The initial agreement allowed Ukraine to resume exporting millions of tons of grain that had been languishing for months. Food prices have fallen by more than 23 percent from their peak in March 2022, according to the Food and Agriculture Organization’s Food Price Index. The agreement allowed the export of vital food products from Ukrainian ports to 45 countries on three continents United nations He said.

But again and again, before each negotiated extension ran out, Russia indicated it might withdraw from the agreement. Last year, after Ukraine was accused of attacking its warships in the Black Sea port of Sevastopol with a swarm of drones, Russia pulled out and stopped participating in inspections that were part of the agreement. Then it came back within days.

The collapse of the grain deal dominated the UN Security Council session on Ukraine on Monday. China, Russia’s ally, did not directly condemn Russia for its withdrawal from the agreement, but called on both sides to resume negotiations to restore the agreement.

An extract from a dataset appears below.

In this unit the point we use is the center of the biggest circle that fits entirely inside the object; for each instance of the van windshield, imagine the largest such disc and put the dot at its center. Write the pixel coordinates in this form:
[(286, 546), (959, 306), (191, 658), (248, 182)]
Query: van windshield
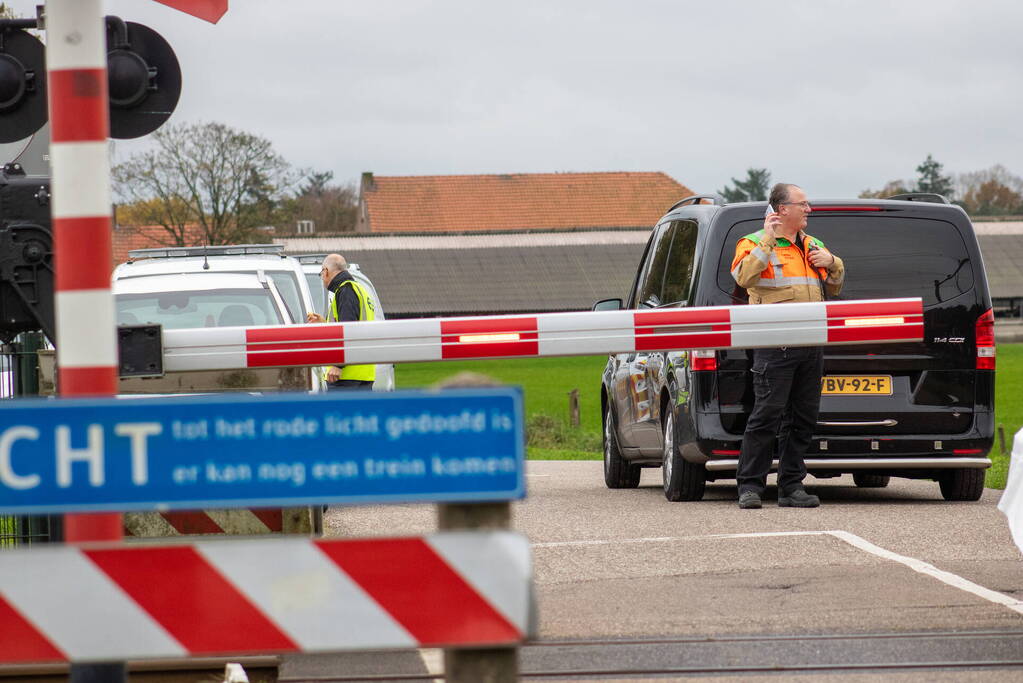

Mr. Guterres said earlier that to help meet Russia’s demands, he sent Mr. Putin proposals to “remove obstacles” affecting its financial dealings. He said the UN had proposed enabling a subsidiary of Russia’s Agricultural Bank — one of several institutions Western sanctions have barred from SWIFT because of Russia’s aggression — to restore access to the European Commission, and that the agency had built an on-demand payment mechanism abroad. SWIFT to the bank through JP Morgan.

A UN spokesman, Stephane Dujarric, said Russia’s response to the letter appeared to come in the form of a declaration on Monday. However, Mr. Guterres said the UN intends to begin negotiating a new cereal proposal with Mr. Putin.

Analysts say that despite Russia’s move, some factors may prevent food prices from rising to the staggering levels seen after Russia’s invasion of Ukraine.

For one thing, the global outlook for commodity prices is weaker than it was a year ago due to China’s stalled economic recovery. The global cost of living crisis has eroded demand in general, said Ash, the strategist. Supply chain pressures are also easing, and manufacturing and production costs are falling, according to an analysis by the Oxford Economics research institute.

Russia is still dumping cheap wheat on the global market, “so we’re not running out of wheat right now,” said Arlan Suderman, chief commodity economist at financial services firm StoneX.

“This particular development today may not do much to risk world hunger, but the continued escalation with no solution in sight means the stakes are still increasing,” he said.

Contribute to the preparation of reports Michael DAnd Michael CrowleyAnd Gabriela Sa PessoaAnd Daniel VictorAnd Shafak TimurAnd Cora EngelbrechtAnd Patricia CohenAnd Abdi Latif Daher And Eliane Peltier.